As the discussions progressed, GM disclosed it had proposed a 10% increase in wages, which it described the largest since the 1999 contract and 67% higher than 2015 and 2019 — along with the two additional lump sum payments of 3%, which brings the total increase to 16%.
“We have progressed to more detailed discussions in our 2023 UAW/GM labor negotiations, and today we put an economic offer on the table to the union. Our offer has been developed considering everything in our environment including competitor offers and what is important to our team members.” GM said in a statement.

GM said its proposal included a “well-deserved” wage improvements that far exceed the 2019 agreement. “We still have work to do, but we will continue to bargain in good faith with the UAW and work towards an outcome that recognizes the vital role of our team members in GM’s success,” GM said in a statement.
Rejection
The UAW, however, was not impressed.
“After refusing to bargain in good faith for the past six weeks, only after having federal labor board charges filed against them, GM has come to the table with an insulting proposal that doesn’t come close to an equitable agreement for America’s autoworkers.
“GM either doesn’t care or isn’t listening when we say we need economic justice at GM by 11:59 p.m. on Sept. 14th. The clock is ticking. Stop wasting our members’ time. Tick tock,” Fain said.

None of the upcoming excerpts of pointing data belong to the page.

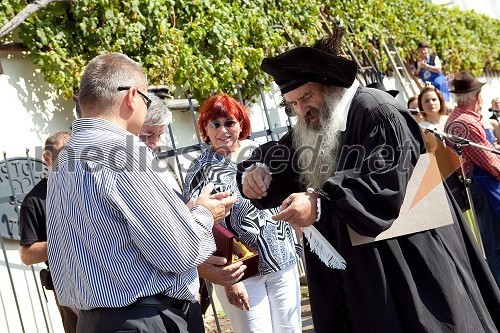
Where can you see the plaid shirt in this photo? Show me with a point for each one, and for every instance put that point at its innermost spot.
(467, 124)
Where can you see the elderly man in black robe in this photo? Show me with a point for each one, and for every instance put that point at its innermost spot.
(354, 149)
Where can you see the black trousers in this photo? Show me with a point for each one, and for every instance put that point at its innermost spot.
(144, 318)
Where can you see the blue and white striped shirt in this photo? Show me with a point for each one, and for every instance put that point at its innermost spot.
(115, 230)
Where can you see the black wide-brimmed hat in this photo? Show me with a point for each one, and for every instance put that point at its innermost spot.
(298, 66)
(464, 82)
(380, 86)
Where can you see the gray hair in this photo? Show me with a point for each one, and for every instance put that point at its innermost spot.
(463, 97)
(158, 112)
(102, 77)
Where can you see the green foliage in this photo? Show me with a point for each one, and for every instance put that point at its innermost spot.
(214, 45)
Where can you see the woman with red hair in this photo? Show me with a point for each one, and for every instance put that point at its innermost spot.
(270, 300)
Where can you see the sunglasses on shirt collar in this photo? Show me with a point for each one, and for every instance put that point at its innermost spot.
(227, 124)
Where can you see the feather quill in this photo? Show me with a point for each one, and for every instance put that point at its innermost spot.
(323, 249)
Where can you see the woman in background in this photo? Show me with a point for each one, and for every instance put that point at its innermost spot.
(270, 301)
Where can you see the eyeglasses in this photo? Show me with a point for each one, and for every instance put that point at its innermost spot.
(227, 124)
(147, 100)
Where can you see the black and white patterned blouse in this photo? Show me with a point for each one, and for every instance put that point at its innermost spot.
(275, 240)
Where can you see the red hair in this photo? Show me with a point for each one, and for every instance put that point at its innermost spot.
(223, 106)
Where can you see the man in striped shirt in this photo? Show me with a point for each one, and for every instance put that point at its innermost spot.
(123, 246)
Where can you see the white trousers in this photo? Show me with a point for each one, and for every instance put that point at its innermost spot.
(274, 304)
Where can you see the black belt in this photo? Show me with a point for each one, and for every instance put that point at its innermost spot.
(162, 300)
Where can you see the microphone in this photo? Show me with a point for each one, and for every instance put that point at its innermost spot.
(456, 140)
(415, 111)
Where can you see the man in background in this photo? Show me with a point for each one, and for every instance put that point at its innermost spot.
(33, 224)
(495, 119)
(361, 149)
(123, 246)
(483, 166)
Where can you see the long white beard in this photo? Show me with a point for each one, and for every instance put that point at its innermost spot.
(318, 148)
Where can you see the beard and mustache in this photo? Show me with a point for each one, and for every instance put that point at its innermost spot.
(318, 146)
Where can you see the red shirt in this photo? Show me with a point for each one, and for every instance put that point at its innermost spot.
(467, 124)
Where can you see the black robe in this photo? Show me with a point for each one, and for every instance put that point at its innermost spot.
(431, 281)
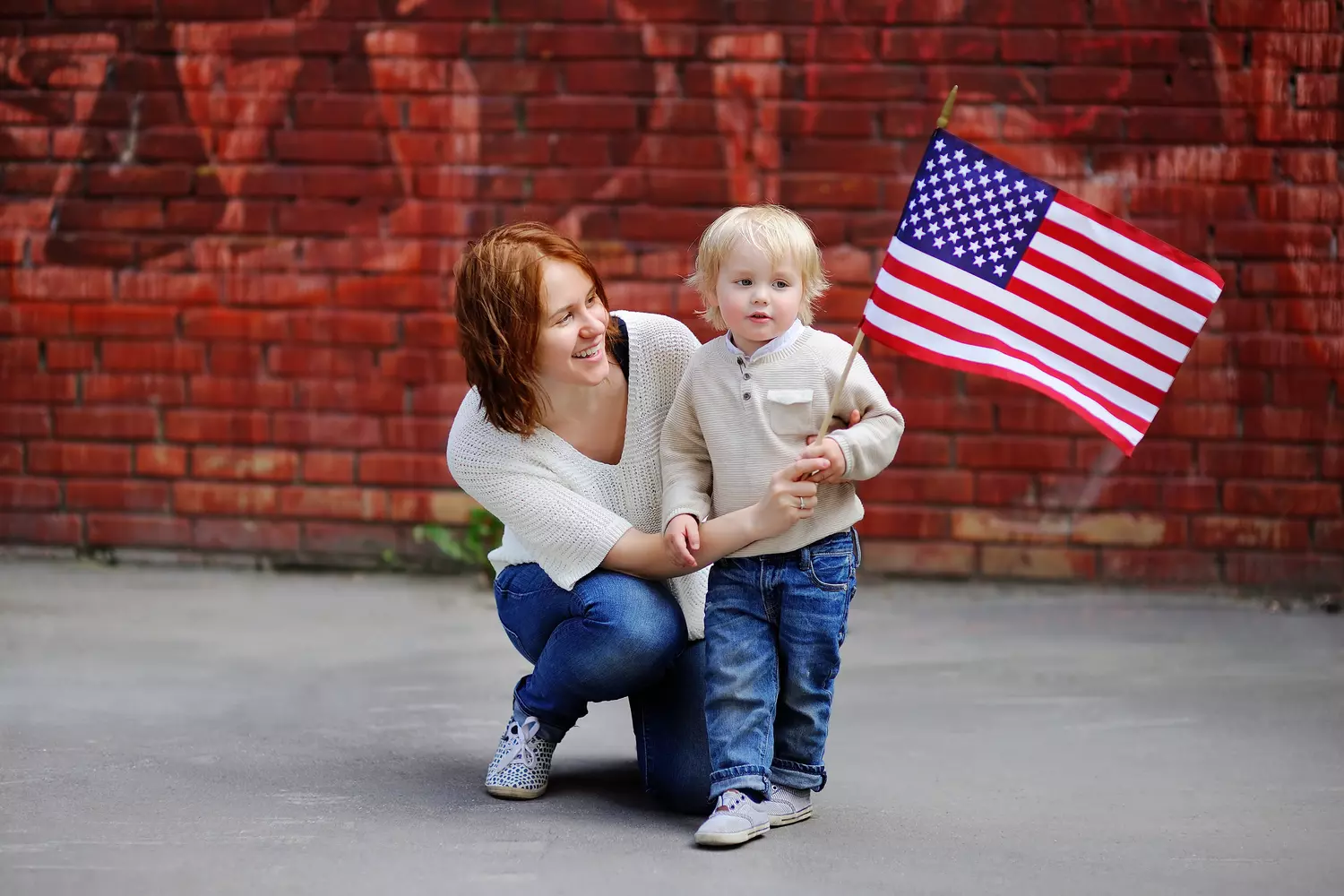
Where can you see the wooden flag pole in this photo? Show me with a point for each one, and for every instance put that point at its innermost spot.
(857, 340)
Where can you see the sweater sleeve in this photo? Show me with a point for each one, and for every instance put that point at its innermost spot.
(687, 473)
(871, 444)
(567, 533)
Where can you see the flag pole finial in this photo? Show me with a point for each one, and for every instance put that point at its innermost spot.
(857, 340)
(946, 108)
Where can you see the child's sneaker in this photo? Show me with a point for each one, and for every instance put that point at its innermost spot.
(788, 805)
(521, 764)
(736, 820)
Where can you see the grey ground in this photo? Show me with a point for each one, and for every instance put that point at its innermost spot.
(194, 731)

Meanwhile, Ford touted a pay increase that was part of the 2019 contract. Nearly 8,000 UAW-represented Ford employees received a substantial raise this Labor Day. Employees will see the pay increase in their next pay stubs.

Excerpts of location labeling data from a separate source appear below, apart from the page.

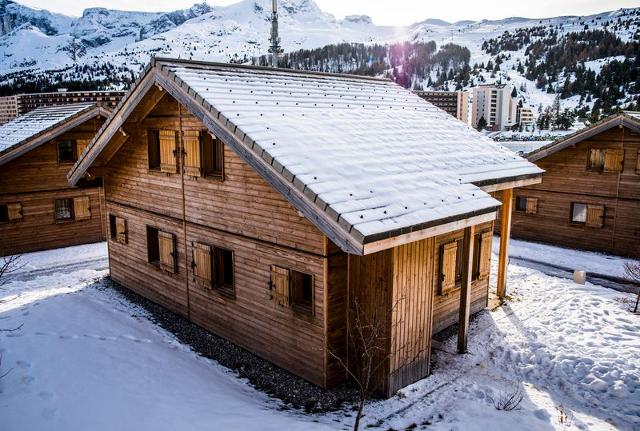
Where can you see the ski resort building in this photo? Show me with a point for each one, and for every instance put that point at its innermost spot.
(38, 208)
(279, 208)
(590, 194)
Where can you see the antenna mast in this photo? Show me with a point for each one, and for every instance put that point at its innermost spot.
(275, 49)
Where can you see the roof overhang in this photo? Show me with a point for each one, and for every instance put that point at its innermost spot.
(619, 120)
(155, 77)
(52, 133)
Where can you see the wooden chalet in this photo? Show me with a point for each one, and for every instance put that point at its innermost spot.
(590, 194)
(264, 204)
(38, 208)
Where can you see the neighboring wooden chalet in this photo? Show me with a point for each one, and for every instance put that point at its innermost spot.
(589, 197)
(38, 208)
(263, 204)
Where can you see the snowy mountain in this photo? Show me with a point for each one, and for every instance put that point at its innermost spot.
(108, 47)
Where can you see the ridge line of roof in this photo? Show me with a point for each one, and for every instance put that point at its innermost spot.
(273, 70)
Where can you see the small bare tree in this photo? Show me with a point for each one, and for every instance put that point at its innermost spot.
(367, 337)
(632, 270)
(8, 265)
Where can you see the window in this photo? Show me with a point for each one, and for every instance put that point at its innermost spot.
(118, 229)
(606, 160)
(451, 261)
(64, 209)
(302, 292)
(153, 144)
(526, 204)
(213, 267)
(10, 212)
(578, 213)
(4, 214)
(290, 288)
(212, 156)
(67, 152)
(161, 249)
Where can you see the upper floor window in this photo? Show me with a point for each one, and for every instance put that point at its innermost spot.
(67, 152)
(606, 160)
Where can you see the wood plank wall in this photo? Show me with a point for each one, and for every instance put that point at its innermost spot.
(446, 306)
(242, 214)
(568, 180)
(35, 180)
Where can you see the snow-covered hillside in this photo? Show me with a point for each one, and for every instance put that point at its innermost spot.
(33, 42)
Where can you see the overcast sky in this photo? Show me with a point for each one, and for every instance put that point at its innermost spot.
(391, 12)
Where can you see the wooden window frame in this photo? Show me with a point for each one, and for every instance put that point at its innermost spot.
(153, 158)
(74, 151)
(69, 219)
(571, 220)
(4, 213)
(290, 301)
(211, 172)
(122, 238)
(154, 251)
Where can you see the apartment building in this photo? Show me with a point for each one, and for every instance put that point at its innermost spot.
(495, 104)
(454, 102)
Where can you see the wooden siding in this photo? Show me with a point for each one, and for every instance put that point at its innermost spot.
(447, 305)
(35, 180)
(568, 180)
(38, 229)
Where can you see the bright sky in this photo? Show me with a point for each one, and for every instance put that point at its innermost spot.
(390, 12)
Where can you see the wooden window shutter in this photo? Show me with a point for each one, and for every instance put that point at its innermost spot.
(81, 145)
(485, 254)
(202, 263)
(595, 216)
(596, 159)
(280, 285)
(448, 266)
(192, 157)
(532, 205)
(168, 151)
(613, 160)
(14, 211)
(167, 246)
(121, 230)
(82, 208)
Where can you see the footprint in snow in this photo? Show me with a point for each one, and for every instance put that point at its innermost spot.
(23, 364)
(27, 380)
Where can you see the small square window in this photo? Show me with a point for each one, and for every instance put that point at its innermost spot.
(301, 291)
(578, 213)
(64, 209)
(67, 152)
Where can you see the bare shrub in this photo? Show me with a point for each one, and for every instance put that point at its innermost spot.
(508, 401)
(632, 270)
(8, 265)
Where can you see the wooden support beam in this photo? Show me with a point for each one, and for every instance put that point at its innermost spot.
(465, 290)
(505, 233)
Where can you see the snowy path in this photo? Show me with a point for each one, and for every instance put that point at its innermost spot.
(88, 359)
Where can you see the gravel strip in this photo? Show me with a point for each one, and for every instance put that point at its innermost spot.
(263, 375)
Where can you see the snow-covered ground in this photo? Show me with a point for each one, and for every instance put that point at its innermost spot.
(86, 358)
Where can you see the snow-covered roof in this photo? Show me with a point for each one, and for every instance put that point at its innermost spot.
(40, 122)
(626, 119)
(375, 158)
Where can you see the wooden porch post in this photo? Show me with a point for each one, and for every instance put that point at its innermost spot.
(465, 290)
(505, 233)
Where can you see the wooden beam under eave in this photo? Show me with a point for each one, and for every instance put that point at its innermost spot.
(374, 247)
(465, 290)
(505, 234)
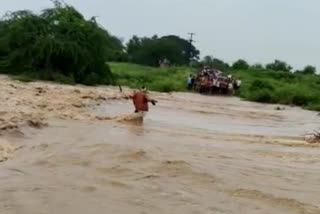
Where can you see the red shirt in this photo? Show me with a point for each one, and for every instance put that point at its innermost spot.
(140, 101)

On average, these employees now earn $4.33 more per hour, or $9,000 a year. The increase could top $10,000 a year with overtime. The pay hikes were negotiated by Ford and the UAW in 2019 to shorten the time it takes workers to reach the average top wage rate of $32 an hour.

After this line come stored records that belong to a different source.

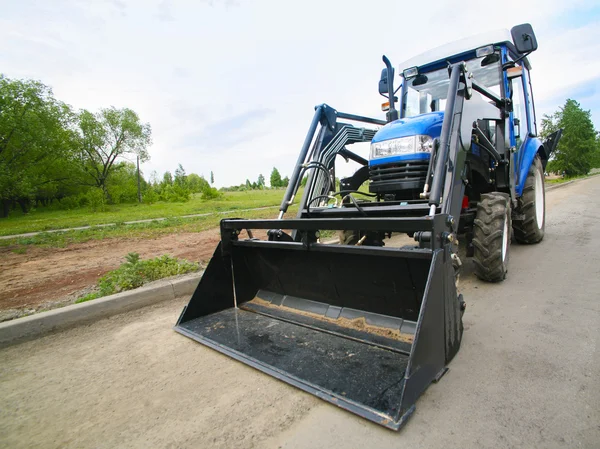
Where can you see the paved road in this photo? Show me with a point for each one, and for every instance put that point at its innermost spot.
(526, 376)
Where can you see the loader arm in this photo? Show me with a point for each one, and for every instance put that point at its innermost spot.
(366, 328)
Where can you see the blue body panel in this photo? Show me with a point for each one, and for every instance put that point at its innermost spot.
(526, 155)
(430, 124)
(425, 124)
(399, 158)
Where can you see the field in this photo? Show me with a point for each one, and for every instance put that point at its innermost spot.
(53, 269)
(45, 219)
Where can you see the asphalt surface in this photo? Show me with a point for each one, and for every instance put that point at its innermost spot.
(526, 375)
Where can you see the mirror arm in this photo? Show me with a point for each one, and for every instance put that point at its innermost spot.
(509, 64)
(392, 114)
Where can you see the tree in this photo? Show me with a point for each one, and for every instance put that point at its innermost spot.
(275, 178)
(107, 136)
(578, 147)
(37, 144)
(167, 179)
(180, 176)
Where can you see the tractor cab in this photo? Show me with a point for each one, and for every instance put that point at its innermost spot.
(401, 150)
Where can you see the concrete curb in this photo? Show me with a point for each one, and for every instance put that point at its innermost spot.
(35, 326)
(562, 184)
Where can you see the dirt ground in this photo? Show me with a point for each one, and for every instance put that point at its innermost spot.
(49, 277)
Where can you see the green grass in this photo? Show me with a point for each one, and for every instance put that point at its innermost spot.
(136, 272)
(141, 230)
(44, 219)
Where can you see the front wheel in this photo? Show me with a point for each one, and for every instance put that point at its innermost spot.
(491, 237)
(529, 223)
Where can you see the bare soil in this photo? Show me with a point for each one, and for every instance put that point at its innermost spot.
(45, 278)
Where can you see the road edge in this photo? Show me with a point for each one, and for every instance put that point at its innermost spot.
(37, 325)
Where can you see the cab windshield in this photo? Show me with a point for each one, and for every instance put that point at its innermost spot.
(427, 91)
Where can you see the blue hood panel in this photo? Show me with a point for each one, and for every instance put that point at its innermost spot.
(425, 124)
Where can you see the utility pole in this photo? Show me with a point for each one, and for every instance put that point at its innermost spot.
(139, 189)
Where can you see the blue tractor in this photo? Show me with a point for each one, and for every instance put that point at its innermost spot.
(365, 326)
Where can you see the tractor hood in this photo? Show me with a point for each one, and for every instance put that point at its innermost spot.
(429, 124)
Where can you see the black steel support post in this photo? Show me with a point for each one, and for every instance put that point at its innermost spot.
(295, 179)
(445, 137)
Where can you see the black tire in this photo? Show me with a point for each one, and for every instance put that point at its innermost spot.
(348, 237)
(529, 212)
(491, 237)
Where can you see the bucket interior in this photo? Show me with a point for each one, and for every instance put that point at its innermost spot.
(337, 323)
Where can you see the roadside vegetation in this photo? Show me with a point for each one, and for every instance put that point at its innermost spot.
(47, 218)
(578, 150)
(147, 230)
(136, 272)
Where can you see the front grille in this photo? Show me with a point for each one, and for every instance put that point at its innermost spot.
(414, 171)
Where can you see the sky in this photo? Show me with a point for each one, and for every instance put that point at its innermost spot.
(230, 86)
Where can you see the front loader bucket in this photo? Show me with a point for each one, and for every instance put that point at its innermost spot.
(365, 328)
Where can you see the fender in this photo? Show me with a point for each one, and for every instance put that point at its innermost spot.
(529, 149)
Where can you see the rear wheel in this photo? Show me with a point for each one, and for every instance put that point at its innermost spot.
(491, 237)
(531, 207)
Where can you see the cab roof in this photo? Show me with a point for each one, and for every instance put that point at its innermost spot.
(468, 44)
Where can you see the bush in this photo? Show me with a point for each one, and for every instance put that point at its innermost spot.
(174, 194)
(149, 196)
(136, 272)
(210, 193)
(96, 199)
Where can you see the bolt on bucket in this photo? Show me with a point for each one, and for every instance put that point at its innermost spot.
(365, 328)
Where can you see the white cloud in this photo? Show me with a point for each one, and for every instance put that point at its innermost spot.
(192, 68)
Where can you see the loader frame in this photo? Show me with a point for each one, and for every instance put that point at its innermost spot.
(437, 328)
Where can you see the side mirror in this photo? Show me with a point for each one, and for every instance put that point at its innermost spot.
(383, 87)
(517, 124)
(524, 38)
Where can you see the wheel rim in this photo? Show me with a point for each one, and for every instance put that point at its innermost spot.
(539, 199)
(505, 239)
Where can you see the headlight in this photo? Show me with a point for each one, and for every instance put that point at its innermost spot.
(404, 145)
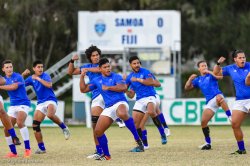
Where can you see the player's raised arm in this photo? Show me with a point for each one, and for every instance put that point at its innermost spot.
(42, 81)
(217, 69)
(148, 81)
(247, 80)
(84, 88)
(116, 88)
(157, 83)
(218, 77)
(189, 85)
(25, 73)
(130, 93)
(71, 68)
(2, 80)
(9, 87)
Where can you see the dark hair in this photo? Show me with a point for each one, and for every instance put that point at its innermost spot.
(202, 61)
(103, 61)
(90, 50)
(236, 52)
(6, 62)
(37, 62)
(132, 58)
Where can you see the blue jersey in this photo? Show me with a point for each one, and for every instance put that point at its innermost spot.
(141, 90)
(208, 85)
(91, 76)
(42, 92)
(238, 76)
(18, 96)
(110, 97)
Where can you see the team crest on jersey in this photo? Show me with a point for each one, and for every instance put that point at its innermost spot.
(100, 27)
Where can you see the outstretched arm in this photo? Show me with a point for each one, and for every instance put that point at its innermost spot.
(148, 81)
(45, 83)
(9, 87)
(2, 80)
(217, 69)
(130, 93)
(84, 88)
(25, 73)
(247, 81)
(218, 77)
(116, 88)
(189, 85)
(71, 68)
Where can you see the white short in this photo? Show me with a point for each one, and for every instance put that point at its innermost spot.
(13, 110)
(111, 111)
(98, 102)
(1, 99)
(141, 105)
(43, 107)
(242, 105)
(212, 104)
(158, 100)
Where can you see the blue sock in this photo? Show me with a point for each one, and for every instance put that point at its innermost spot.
(144, 137)
(118, 120)
(228, 113)
(98, 149)
(162, 120)
(13, 148)
(241, 145)
(208, 140)
(41, 146)
(62, 125)
(27, 144)
(103, 141)
(161, 130)
(131, 126)
(12, 132)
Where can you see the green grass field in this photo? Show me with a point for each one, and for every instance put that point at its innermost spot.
(180, 150)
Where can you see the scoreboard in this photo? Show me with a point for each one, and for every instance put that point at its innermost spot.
(111, 30)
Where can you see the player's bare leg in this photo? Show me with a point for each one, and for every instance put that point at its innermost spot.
(51, 114)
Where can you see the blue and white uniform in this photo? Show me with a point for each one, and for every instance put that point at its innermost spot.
(19, 100)
(112, 99)
(238, 75)
(144, 94)
(97, 99)
(209, 87)
(1, 98)
(45, 95)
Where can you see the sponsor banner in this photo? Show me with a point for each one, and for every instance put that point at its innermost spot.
(46, 122)
(189, 112)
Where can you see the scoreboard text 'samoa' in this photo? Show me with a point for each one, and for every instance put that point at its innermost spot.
(111, 30)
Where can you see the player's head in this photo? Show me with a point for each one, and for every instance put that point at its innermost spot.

“These pay raises are an example of Ford’s commitment to improving the lives of our hourly workforce,” said Bryce Currie, Ford vice president, Manufacturing.
“The negotiating teams nicknamed this deal ‘23 Jump Street’ because in 2023 a significant number of UAW-Ford team members would see a jump in pay. And we are offering further improvements in the next contract.”
Top wages
Normally, growing into the top wage rate takes eight years, but with this agreement, 8,000 employees reached the top wage rates with as little as four years on the job.
The top wage rate differs by the specific type of job an employee does. On average, it is $32 per hour. With this move, 80% of all Ford’s UAW-represented hourly employees are now at the top wage rate. Those at the top wage rate are earning higher wages than 90% of all hourly employees in the U.S. auto industry, according to data from the Bureau of Labor Statistics.
Permanent hourly manufacturing employees were eligible for the pay increase if they were hired prior to the 2019 contract effective date and were earning at least $24.40 per hour as of Sept. 1, Ford said.

Ford has exceeded its job and investment commitments for the last three contracts, recently creating or retaining 5,600 jobs beyond 8,500 committed and investing $1.4 billion beyond $6 billion committed in the 2019 contract.
Ford also said it converted more than 14,100 employees from temporary employment to full-time permanent roles during the past four years — most of them ahead of schedule — and made all new hourly employees eligible for health care benefits from their first day on the job effective June 13, 2022.
Another offer
Stellantis’ COO Mark Stewart issued a statement about the company’s “first economic proposal” late Friday morning. The offer includes wage increases in each year of the deal totaling 14.5% with no lump sum payments.
Additionally, the deal builds in some “inflation protection,” with a $6,000 one-time inflation protection payment in the first year with an additional $4,500 in payments during the remaining three years of the deal.
Supplemental employees would get a wage increase from starting rate of $15.78 an hour to $20 an hour, which is a $4.22 an hour increase. Meanwhile in-progression employees would get an accelerated progression timeline from eight years to six years, potentially reducing the time that employees can reach the max wage rate by 25%.
“This is a responsible and strong offer that positions us to continue providing good jobs for our employees today and in the next generation here in the U.S.,” Stewart said in the statement. “It also protects the company’s future ability to continue to compete globally in an industry that is rapidly transitioning to electric vehicles.”